Il y a le sang et les vagins déchirés, les bleus sur les cuisses, les anus sanguinolents, les cheveux arrachés, les seins griffés. Et puis il y a ceux qui ne laissent aucune trace, même pas de sperme, ceux qui utilisent seulement leurs doigts, ceux qui voulaient juste se faire sucer. Il y a la honte puante de n’avoir rien à montrer, rien à prouver, pas de violence physique assez claire pour mériter un ITT, pas de petites lèvres à recoudre pour s’assurer que sa plainte sera prise au sérieux, qu’on ne se fera pas répondre qu’on l’avait bien cherché, avec cette jupe trop courte et nos yeux trop maquillés. Et pourquoi vous n’avez pas dit non ? Il fallait vous débattre si vous ne vouliez pas. Personne ne m’a dit ca. J’ai fait les questions et les réponses plusieurs fois, toute seule. C’est votre ami après tout. C’est un bon gars. Seulement je n’ai pas pu. J’ai dit non une fois, et puis deux, et puis trois, et puis par rafale, et puis plus du tout. J’ai fait un calcul rapide, continuer à me battre, risquer de le confronter physiquement, ou me laisser faire, penser à autre chose, les cuisses écartées et la tête embrumée, épidurale mentale, je ne sens plus rien, je ne pleure pas, je n’existe pas. Il a dit merci à la fin. Il m’a raccompagné en voiture. Il a continué à m’appeler. On avait passé un si bon moment. Il fallait remettre ca. Il fallait se revoir. Il fallait me laver cent fois et m’enfermer, il fallait ne plus sortir, craindre la moindre sonnerie, le moindre courrier, il fallait se taire, parce que je ne savais pas quoi dire, parce que je ne savais pas expliquer l’abandon soudain de mes fonctions vitales, ces 10 minutes hors du temps, entre horreur et anesthésie, mon corps immobile secoué par les coups de reins de celui que je pensais désirer.

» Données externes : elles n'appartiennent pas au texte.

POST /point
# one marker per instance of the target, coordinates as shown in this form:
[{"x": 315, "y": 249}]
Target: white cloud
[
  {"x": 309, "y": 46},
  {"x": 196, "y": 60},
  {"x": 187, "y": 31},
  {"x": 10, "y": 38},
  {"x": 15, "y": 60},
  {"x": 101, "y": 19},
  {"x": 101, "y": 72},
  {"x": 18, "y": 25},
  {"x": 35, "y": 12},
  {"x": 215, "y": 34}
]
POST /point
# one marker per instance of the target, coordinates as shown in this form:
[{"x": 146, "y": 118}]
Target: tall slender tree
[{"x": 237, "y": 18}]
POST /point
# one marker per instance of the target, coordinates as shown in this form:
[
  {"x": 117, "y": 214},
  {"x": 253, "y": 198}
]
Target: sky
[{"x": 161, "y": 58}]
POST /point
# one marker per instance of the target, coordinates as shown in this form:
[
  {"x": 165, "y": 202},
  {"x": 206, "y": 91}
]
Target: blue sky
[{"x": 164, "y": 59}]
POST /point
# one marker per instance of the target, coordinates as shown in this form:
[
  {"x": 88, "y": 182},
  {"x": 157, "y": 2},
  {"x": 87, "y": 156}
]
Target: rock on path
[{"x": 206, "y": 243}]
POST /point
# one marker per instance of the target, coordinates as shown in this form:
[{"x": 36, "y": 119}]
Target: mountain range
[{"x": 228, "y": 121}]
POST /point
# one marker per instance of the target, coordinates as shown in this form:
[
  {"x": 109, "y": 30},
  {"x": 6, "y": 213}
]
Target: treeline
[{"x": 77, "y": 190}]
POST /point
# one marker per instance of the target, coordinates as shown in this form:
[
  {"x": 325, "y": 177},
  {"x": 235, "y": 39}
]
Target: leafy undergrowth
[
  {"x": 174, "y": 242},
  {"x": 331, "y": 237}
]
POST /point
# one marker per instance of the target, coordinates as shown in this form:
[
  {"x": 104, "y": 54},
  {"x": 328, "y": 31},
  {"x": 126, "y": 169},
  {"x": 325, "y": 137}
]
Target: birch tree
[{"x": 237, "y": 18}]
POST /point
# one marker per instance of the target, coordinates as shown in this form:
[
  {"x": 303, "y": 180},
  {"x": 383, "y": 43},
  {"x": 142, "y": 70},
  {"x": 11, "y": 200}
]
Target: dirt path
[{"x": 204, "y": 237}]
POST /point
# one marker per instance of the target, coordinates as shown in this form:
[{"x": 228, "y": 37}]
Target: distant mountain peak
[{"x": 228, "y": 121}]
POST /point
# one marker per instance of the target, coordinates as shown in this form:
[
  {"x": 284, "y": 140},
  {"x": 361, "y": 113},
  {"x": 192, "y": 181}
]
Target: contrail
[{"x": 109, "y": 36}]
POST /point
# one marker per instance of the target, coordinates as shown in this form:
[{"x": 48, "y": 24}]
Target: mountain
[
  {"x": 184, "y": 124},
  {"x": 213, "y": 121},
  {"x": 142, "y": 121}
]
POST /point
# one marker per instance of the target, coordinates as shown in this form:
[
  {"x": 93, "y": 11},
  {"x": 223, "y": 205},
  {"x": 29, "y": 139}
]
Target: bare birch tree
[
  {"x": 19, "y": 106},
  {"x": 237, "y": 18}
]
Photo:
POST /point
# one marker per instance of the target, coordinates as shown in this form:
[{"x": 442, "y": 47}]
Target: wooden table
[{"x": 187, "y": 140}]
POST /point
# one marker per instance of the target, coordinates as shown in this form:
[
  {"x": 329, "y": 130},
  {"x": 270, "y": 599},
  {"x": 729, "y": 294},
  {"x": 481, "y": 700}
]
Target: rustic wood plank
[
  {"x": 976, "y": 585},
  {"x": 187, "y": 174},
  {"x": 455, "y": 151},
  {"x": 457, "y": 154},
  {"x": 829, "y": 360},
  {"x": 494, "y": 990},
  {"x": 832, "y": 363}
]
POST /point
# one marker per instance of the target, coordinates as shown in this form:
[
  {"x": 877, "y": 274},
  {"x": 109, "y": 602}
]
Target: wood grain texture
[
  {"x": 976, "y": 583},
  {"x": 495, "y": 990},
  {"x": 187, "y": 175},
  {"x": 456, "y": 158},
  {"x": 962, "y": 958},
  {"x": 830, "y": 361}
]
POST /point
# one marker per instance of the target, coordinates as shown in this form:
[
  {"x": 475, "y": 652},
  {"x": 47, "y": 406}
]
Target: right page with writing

Je n’ai pas porté plainte parce que c’était de ma faute. J’aurais du le tuer. J’aurais du crier. J’aurais du fuir. J’aurais du me suicider. Je n’ai pas porté plainte parce que c’était mon ami, que nous avions une relation ambiguë, que j’ai longtemps pensé l’avoir provoqué. Je n’ai pas porté plainte parce que je méritais qu’il me punisse, petite allumeuse stupide. Je n’ai pas porté plainte parce que je n’ai pas mis de mots sur cette soirée avant plusieurs années. Je savais que quelque chose de grave était arrivé. Je savais le dégoût de moi. Je n’avais pas compris pourquoi. Je ne me l’autorisais pas. J’ai continué à vivre. Moi la grosse, moi la grande gueule, on ne me viole pas.